Transactions in InterSystems IRIS globals

Transactions in InterSystems IRIS globalsThe InterSystems IRIS DBMS supports interesting structures for storing data - globals. In fact, these are multi-level keys with various additional goodies in the form of transactions, quick functions for bypassing data trees, locks, and their own ObjectScript language.

Read more about globals in the series of articles "Globals - Swords-Treasurers for Data Storage":

Trees. Part 1
Trees. Part 2
Sparse arrays. Part 3

It became interesting to me how transactions are implemented in globals, what features there are. After all, this is a completely different structure for storing data than the usual tables. Much lower level.

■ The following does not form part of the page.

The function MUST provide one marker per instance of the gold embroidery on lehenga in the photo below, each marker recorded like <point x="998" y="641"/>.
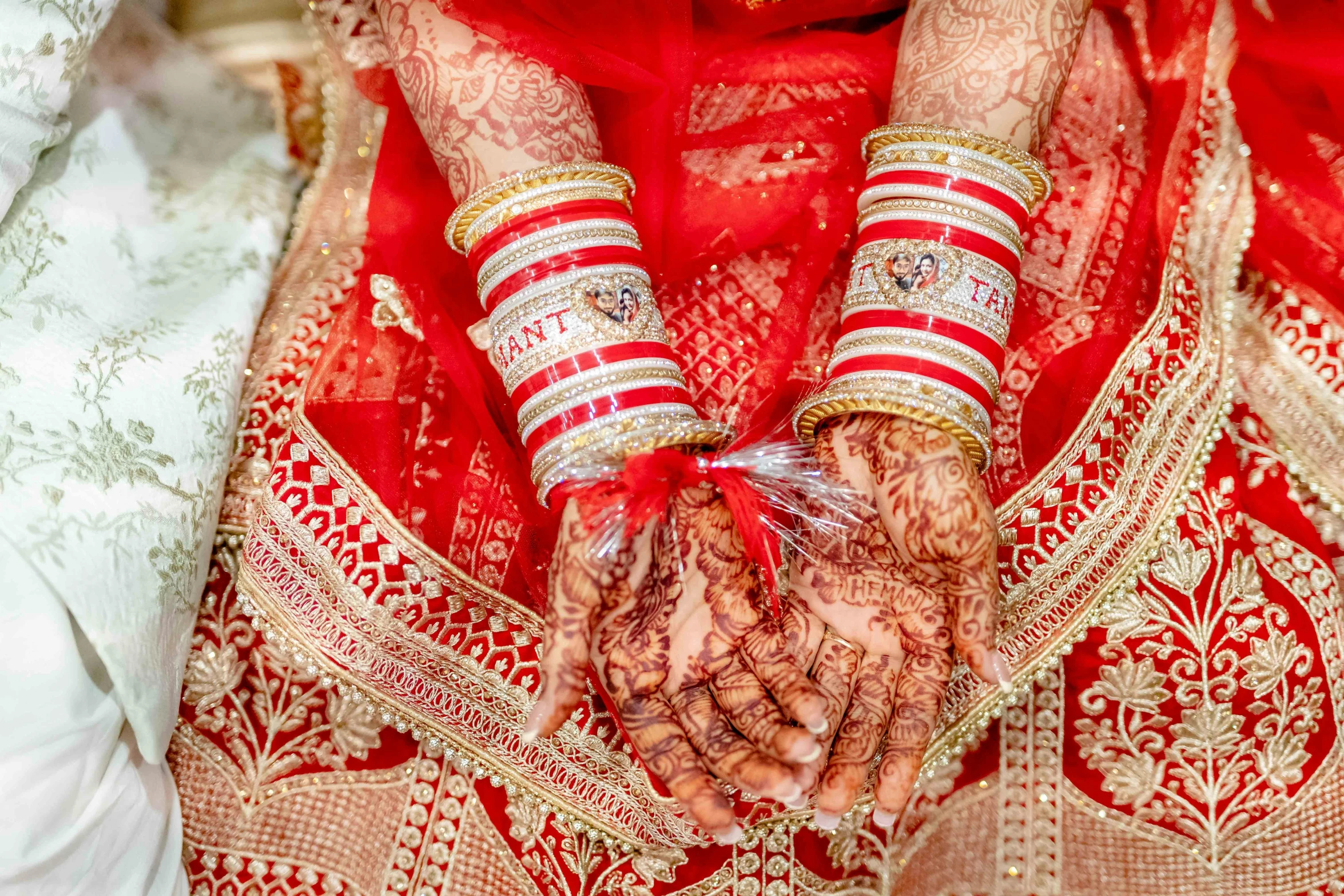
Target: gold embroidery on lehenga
<point x="1214" y="771"/>
<point x="1088" y="521"/>
<point x="1288" y="364"/>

As is known from the theory of relational databases, a good implementation of transactions must satisfy the requirements ACID:

A - Atomic (atomicity). All changes made in the transaction or none at all are recorded.

C - Consistency (consistency). After the transaction is completed, the logical state of the database must be internally consistent. In many ways, this requirement applies to the programmer, but in the case of SQL databases, it also applies to foreign keys.

I - Isolate (isolation). Transactions running in parallel should not affect each other.

D - Durable (durability). After the successful completion of the transaction, problems at the lower levels (power failure, for example) should not affect the data modified by the transaction.

Globals are non-relational data structures. They were designed to run super fast on very limited hardware. Let's understand the implementation of transactions in globals using official IRIS docker image.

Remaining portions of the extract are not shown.